Salutogenesis is still not well known
When determining a disease, there is usually a constellation of symptoms that can often, but not always, be explained causally and often neither reliably nor validly reproduced. Take pneumonia, for example: We have symptoms that are clearly ill - perhaps trembling nostrils and faster breathing, including coughing. There is "clinical pneumonia without a radiological correlate" or "the radiologically apparent pneumonia obscuration without clinical signs of pneumonia". What should you stick to? What is the so often diagnosed “budding pneumonia”? In hardly any area of pediatrics is more nonsense produced than in the diagnosis of pneumonia; the agreement between symptoms and classification (reliability and validity criteria) is poor. The same applies to otitis media: when is an effusion, when is catarrhal, when bacterial otitis - and if, why? Here one finds a tumult of opinions instead of the required scientific clarity, which can be complicated by laboratory tests. Does a bacteriological examination find a germ, is it a colonization or an infection? Cause or consequence?
We assume that what keeps us healthy, salutogenesis, is as little known as what makes us sick, pathogenesis. Even a “how” that has been well researched today does not yet explain the “why”. This applies on the physical as well as on the psychological level.
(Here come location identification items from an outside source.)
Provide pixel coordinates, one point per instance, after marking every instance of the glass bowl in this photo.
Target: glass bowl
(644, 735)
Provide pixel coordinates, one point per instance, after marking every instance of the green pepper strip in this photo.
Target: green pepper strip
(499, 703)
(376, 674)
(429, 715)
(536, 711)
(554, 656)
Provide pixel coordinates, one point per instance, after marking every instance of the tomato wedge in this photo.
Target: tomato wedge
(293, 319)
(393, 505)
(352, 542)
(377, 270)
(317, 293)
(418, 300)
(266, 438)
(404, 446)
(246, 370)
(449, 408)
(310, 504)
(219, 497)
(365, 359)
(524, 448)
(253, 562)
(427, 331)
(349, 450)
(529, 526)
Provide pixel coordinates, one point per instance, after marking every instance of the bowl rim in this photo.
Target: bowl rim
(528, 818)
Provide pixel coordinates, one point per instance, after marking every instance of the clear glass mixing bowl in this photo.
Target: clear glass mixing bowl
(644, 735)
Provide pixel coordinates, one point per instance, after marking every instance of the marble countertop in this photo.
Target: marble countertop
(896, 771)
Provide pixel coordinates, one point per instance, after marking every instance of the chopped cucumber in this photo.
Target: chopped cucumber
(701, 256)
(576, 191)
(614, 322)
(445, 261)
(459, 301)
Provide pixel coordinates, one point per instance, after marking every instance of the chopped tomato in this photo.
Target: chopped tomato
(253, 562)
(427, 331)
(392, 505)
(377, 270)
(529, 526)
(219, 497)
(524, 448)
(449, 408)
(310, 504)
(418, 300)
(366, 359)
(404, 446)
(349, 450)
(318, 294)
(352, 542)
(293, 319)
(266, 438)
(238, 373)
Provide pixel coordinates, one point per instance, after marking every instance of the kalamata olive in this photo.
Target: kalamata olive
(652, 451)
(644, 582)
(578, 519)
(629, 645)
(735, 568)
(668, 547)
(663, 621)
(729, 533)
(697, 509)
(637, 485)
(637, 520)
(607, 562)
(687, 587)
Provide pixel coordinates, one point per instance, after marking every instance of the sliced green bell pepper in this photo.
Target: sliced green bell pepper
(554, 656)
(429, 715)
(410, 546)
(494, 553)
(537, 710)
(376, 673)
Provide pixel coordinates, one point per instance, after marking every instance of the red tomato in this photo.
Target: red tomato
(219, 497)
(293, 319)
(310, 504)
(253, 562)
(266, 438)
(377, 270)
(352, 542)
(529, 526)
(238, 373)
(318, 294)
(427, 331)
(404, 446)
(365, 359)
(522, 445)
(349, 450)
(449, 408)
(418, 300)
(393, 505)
Before blind therapeutic action, i.e. therapeutic actionism, causes more harm than good in a complex system, doctors should empathically support and strengthen the patient in the face of this lack of understanding, but above all recognize and remove mechanical, psychological and social obstacles to healing. This does not mean doing nothing in the sense of therapeutic nihilism, but rather including the importance of the human relationship in the healing process, which is always an inner self-healing process.
Awakening resources instead of caring for patients
In his “Dietetics of the Soul”, one of the most successful advisors of the 19th century (4), Ernst von Feuchtersleben preceded the motto “Valere aude” - “Dare to be healthy” and developed a remarkable philosophy of volition that expresses the power of human spirit illustrated through the body. Immanuel Kant even speaks of the power of the mind, which becomes master through the mere resolution of pathological feelings. Of course, it is not enough to tell the patient, "pull yourself together". That would be a complete misunderstanding of this approach. But striving for one's own health, putting salutogenesis before pathogenesis, resilience before deficiency, awakening resources instead of “caring for” the patient, that can be a way out of the bottomless abyss, away from the obsession with health to a self-determined life , to "life without drugs".